Yesterday, the tech journalism world was abuzz with the news that tech blog Gizmodo had somehow come into possession of an iPhone prototype, and was publishing pictures of the device and what it could glean about its hardware and software specifications. As the day progressed, speculation moved from the device itself to the circumstances under which Gizmodo acquired the device. Gizmodo is keeping key elements of the story to itself, but a few things have been revealed:
- Publisher and Gawker media founder Nick Denton engaged in “checkbook journalism,” paying an unnamed party some $5,000 for the device;
- Gizmodo has revealed what it claims is the identity of the Apple employee responsible for the phone;
- Apple has formally requested the “device” be returned, and Gizmodo will apparently comply.
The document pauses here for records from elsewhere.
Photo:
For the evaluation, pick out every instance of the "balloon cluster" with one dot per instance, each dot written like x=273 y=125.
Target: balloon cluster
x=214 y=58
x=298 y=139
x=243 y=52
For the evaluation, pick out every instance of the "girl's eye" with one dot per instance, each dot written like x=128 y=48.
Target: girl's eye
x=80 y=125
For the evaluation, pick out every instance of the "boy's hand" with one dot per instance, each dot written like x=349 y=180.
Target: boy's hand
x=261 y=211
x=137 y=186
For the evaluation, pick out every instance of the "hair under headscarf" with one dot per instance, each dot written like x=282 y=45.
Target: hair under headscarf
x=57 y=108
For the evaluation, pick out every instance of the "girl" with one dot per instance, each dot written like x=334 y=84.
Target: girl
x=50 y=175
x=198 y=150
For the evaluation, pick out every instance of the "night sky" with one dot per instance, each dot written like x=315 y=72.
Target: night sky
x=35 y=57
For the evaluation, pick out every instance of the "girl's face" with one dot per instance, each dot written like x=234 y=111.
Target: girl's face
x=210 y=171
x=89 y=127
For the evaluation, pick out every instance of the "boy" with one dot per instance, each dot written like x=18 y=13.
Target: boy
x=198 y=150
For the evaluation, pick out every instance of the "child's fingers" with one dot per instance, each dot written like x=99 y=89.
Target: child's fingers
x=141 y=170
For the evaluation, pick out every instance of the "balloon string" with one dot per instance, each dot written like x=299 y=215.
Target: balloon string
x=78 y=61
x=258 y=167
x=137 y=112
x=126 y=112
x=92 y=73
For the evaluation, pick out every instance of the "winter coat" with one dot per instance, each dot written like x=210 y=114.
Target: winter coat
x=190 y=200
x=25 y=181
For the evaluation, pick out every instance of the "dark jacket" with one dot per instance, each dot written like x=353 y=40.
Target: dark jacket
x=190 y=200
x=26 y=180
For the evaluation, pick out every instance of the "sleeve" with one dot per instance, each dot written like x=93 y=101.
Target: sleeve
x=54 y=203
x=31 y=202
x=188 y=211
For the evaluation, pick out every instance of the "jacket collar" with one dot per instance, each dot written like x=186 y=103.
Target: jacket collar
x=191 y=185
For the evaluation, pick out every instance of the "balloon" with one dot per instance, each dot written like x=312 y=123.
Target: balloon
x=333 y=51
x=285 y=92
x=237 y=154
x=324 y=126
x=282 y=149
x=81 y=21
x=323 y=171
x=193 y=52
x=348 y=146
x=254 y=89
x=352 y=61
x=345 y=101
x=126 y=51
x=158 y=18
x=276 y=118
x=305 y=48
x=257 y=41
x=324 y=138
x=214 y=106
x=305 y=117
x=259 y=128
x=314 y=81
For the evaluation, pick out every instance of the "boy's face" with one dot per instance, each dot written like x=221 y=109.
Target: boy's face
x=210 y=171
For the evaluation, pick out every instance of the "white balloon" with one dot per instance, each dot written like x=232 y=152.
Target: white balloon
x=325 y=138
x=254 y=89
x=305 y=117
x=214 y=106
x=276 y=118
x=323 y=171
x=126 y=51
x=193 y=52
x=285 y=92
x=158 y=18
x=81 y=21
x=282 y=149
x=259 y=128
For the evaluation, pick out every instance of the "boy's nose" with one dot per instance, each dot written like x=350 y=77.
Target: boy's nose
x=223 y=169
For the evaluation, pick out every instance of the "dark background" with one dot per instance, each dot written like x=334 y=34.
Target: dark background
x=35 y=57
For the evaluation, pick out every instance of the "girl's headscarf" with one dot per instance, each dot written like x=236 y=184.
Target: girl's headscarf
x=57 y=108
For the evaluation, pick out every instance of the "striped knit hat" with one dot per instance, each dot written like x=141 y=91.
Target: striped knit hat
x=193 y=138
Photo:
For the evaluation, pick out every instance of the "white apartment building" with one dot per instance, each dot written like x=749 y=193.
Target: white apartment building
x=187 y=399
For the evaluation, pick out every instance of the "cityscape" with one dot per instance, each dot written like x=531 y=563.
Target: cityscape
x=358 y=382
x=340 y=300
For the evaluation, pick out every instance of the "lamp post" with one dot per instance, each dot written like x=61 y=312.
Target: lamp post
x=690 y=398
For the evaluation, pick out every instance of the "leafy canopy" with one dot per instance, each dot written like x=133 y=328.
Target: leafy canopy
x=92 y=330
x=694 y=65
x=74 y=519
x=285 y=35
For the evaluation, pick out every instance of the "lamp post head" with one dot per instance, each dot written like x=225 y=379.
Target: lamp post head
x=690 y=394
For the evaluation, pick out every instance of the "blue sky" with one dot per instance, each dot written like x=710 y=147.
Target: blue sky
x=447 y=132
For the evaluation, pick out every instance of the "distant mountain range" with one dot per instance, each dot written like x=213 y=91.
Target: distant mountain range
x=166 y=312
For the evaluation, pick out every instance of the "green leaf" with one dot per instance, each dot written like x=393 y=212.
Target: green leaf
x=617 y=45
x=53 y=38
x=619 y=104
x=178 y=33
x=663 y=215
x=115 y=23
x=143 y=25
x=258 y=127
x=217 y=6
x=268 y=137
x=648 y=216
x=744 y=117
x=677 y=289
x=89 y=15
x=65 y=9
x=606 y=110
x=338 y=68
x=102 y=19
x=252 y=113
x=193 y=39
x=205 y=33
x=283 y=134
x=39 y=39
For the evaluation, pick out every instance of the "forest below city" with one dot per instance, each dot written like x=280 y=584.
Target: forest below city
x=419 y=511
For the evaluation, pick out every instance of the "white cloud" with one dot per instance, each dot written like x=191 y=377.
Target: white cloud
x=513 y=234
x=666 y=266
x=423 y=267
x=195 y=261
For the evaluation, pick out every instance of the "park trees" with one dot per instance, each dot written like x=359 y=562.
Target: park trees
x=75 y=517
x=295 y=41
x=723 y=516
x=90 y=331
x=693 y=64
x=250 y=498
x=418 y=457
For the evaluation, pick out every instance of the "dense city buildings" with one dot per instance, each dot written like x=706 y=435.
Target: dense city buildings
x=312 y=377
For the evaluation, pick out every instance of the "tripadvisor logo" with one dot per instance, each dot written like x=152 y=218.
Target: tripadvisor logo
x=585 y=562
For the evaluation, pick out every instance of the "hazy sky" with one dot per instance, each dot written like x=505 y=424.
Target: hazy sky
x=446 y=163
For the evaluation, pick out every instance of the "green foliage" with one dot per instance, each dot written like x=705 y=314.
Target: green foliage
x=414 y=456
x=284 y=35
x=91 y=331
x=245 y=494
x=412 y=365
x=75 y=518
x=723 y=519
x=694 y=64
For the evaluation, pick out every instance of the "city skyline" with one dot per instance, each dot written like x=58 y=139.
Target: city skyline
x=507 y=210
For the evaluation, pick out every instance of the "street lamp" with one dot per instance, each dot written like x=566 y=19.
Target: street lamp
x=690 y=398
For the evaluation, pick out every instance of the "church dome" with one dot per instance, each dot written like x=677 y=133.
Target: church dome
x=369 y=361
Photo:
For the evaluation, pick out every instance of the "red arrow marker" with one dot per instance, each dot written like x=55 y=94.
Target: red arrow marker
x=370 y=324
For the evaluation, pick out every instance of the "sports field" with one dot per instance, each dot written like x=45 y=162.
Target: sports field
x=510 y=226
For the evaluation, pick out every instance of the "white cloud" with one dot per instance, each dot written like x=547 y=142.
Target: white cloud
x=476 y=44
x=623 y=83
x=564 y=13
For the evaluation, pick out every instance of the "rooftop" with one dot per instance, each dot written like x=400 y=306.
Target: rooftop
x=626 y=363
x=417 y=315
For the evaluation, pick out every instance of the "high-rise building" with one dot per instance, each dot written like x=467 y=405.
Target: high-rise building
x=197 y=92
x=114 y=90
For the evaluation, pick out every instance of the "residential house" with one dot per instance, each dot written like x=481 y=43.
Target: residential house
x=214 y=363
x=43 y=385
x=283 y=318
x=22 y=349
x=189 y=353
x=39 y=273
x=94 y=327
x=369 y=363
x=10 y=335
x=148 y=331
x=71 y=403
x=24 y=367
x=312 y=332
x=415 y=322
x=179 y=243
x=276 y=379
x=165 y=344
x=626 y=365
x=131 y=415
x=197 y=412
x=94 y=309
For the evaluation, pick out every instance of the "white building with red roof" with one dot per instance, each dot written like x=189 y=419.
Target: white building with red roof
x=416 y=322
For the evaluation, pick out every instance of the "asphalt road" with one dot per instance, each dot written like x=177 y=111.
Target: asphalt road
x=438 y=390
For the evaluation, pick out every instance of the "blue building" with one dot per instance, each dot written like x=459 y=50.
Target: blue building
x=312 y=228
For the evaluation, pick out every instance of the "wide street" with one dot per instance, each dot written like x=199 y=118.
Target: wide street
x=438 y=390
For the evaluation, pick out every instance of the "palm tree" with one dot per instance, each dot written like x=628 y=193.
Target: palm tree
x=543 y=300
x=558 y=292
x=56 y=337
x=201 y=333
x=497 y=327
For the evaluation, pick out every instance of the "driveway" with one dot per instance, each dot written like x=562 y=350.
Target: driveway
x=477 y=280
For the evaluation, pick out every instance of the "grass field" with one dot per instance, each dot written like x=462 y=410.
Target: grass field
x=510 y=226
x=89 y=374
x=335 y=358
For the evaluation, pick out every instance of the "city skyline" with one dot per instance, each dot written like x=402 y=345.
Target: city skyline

Many questions surround how the iPhone prototype was acquired by a still-unnamed third party. Gizmodo’s story is that the device was “found” in a Redwood City bar, but many questions remain whether “found” really means “stolen.” What is clear is that someone who eventually came into possession of the device recognized it was Apple property, and nonetheless offered it for sale to a number of online news outlets. Most passed, although tech blog Engadget apparently toyed with the idea. Gizmodo was willing to put up the cash for the device. From its coverage, Gizmodo knew—or at least strongly believed—the device was Apple’s property.
Now Gizmodo is trumpeting a letter from Apple general counsel Bruce Sewell formally requesting the return of “a device” that belongs to Apple. Gizmodo holds out the letter as undeniable proof of the iPhone prototype’s authenticity.
The legal fallout of Gizmodo’s actions may take a while to simmer down. It’s possible Apple will walk away from the incident quietly without pursuing legal actions, and it’s not clear what Gizmodo’s liability, if any, might be under California state law. What is apparent: Gizmodo owner and Gawker media head Nick Denton had no problem paying people to hand over possibly-stolen property, and had no problem doing (at least) serious damage to the career of an Apple employee who may have misplaced an iPhone prototype—or had it stolen from him.